NVIDIA-developer-blog / code-samples

Source code examples from the Parallel Forall Blog
BSD 3-Clause "New" or "Revised" License
1.24k stars 633 forks source link

How to calculate TFLOPS in LSTM.cu #7

Closed yhuanghamu closed 8 years ago

yhuanghamu commented 8 years ago

The output of this code is runtime, but what i want to compare is throughput, how do i convert the runtime into TFLOPS. I mean how the computation is related to the other parameters.

JAppleyard commented 8 years ago

The vast majority of FLOPs in an LSTM are in the matrix multiplications. A single matrix multiplication requires 2MN(K+1) FLOPs. There are 8 matrix multiplications per layer per timestep, and in this case M=K=hiddenSize, N=minibatch. Therefore the total FLOPs are:

layers * timesteps * 8 * 2 * hiddenSize * minibatch * (hiddenSize + 1).

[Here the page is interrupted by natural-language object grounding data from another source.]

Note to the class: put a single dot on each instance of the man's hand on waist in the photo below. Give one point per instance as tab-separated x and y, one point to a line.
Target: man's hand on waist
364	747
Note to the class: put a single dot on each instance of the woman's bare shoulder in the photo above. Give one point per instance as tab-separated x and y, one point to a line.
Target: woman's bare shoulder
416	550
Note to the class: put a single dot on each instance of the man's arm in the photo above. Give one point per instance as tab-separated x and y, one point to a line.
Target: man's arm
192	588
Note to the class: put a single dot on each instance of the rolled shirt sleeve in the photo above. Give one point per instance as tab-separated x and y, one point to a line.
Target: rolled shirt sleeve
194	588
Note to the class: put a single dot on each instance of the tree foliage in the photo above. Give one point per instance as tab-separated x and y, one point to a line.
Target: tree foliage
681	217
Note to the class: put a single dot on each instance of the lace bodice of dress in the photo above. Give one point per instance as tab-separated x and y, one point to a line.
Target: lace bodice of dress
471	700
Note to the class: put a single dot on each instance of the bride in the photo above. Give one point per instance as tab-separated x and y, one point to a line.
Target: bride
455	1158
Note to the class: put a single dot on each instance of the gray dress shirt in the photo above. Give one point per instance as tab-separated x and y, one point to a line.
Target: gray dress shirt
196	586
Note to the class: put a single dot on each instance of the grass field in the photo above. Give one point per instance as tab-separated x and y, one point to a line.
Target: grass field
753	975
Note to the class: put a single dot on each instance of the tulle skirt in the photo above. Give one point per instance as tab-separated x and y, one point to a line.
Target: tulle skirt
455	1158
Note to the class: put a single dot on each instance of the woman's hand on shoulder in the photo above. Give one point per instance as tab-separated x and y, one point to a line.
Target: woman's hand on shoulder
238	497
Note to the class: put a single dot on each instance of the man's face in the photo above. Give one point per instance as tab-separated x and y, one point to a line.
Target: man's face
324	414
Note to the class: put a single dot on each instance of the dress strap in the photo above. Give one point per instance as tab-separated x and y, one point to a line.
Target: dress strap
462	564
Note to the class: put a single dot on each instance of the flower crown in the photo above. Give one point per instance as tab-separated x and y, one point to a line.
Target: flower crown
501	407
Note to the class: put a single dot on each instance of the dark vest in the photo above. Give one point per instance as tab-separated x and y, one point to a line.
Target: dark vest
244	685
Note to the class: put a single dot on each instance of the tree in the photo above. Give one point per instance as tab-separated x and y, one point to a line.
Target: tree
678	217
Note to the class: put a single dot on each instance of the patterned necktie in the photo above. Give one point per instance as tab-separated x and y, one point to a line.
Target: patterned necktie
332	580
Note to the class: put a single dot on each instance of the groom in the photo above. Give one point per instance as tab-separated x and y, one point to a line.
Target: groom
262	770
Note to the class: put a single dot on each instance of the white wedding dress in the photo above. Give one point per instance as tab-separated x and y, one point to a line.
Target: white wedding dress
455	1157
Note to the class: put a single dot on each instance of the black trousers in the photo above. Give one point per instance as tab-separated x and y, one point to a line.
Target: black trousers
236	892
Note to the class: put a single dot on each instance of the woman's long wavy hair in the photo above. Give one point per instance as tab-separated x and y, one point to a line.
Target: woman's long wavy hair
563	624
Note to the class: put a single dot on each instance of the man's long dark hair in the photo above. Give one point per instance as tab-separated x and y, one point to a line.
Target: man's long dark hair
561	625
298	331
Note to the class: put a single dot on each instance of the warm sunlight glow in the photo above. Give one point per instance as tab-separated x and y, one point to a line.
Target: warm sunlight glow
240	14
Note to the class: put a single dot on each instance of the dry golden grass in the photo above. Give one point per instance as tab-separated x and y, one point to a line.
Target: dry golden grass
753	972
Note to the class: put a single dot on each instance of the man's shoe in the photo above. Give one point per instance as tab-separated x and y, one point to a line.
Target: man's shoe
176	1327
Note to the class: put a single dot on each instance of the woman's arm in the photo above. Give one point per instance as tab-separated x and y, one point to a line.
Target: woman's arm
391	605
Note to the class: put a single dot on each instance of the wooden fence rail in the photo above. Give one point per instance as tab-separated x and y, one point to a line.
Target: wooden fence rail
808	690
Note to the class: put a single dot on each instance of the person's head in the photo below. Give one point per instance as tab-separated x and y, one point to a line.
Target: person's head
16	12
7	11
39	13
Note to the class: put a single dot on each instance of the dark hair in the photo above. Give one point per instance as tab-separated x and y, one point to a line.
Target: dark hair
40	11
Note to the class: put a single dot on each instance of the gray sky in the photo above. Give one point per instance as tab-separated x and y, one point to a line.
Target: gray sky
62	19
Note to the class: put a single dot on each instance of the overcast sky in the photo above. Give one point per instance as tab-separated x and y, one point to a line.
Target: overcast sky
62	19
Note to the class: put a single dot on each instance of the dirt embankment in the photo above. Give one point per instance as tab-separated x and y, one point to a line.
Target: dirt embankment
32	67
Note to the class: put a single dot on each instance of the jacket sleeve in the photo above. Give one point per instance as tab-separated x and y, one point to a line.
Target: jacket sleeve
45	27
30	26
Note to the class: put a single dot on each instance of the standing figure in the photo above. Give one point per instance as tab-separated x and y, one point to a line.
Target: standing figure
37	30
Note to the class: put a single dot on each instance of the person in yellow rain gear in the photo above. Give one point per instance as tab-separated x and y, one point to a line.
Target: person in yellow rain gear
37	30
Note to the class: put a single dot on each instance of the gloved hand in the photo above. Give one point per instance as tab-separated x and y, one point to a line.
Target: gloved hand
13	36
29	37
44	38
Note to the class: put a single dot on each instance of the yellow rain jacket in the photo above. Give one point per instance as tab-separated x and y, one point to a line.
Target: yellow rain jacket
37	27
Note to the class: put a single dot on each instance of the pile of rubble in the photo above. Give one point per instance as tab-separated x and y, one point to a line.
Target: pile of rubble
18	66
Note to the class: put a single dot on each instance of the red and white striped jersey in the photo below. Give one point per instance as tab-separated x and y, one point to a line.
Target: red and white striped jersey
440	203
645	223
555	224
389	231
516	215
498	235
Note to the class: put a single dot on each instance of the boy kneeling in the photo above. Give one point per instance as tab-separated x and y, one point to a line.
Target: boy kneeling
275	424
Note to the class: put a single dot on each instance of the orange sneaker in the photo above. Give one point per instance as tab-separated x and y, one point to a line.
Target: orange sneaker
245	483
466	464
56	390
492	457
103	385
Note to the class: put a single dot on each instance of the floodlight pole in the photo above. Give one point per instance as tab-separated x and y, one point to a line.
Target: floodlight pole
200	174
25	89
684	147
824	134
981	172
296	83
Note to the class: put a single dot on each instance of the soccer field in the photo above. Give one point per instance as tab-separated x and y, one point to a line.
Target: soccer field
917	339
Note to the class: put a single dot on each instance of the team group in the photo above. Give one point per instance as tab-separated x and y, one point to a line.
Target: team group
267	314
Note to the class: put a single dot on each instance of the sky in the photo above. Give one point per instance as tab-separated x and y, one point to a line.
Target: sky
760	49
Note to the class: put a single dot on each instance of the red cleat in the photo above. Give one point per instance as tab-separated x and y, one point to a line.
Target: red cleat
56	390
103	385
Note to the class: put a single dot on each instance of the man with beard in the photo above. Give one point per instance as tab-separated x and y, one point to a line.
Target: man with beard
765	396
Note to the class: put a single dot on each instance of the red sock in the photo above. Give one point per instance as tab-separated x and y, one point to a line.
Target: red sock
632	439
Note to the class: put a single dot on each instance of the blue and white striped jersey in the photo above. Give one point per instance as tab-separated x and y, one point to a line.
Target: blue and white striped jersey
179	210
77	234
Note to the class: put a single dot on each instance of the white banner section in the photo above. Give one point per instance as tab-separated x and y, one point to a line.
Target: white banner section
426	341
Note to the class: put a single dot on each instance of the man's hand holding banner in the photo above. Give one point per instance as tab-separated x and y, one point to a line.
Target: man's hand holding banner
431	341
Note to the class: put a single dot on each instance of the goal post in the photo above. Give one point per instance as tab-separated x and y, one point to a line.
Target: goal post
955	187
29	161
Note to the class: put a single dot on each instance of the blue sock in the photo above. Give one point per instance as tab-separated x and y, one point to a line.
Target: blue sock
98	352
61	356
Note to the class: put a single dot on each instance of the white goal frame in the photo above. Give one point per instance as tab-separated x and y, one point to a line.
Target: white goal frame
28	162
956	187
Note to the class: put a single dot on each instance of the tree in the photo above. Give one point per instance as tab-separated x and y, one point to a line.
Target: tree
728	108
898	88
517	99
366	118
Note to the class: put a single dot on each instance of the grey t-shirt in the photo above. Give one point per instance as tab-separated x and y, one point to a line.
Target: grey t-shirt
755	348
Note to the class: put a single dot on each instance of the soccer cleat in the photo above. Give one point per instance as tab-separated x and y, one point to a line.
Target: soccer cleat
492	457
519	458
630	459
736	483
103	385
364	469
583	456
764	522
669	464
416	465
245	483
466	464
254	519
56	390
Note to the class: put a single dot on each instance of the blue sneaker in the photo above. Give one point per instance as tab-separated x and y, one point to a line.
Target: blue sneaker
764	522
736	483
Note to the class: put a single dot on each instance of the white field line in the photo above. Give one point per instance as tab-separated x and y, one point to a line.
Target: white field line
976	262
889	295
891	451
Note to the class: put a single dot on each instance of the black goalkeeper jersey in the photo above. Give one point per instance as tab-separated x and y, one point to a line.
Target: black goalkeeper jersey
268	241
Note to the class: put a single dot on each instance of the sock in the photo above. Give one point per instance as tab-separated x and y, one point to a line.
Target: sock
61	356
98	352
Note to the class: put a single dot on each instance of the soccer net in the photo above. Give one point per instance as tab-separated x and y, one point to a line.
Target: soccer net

In reality there's a few more FLOPs due to biases and activation functions. These are only significant if hiddenSize is very small as they scale linearly with hiddenSize rather than with the square.

In any case, this will give you the total approximate number of FLOPs. Divide by time and multiply by 10^-12, and you have TFLOPS.

xiezhq-hermann commented 5 years ago

@JAppleyard Hi, why a single matrix multiplication requires 2MN(K+1), I mean, it should be MN(2K-1) right?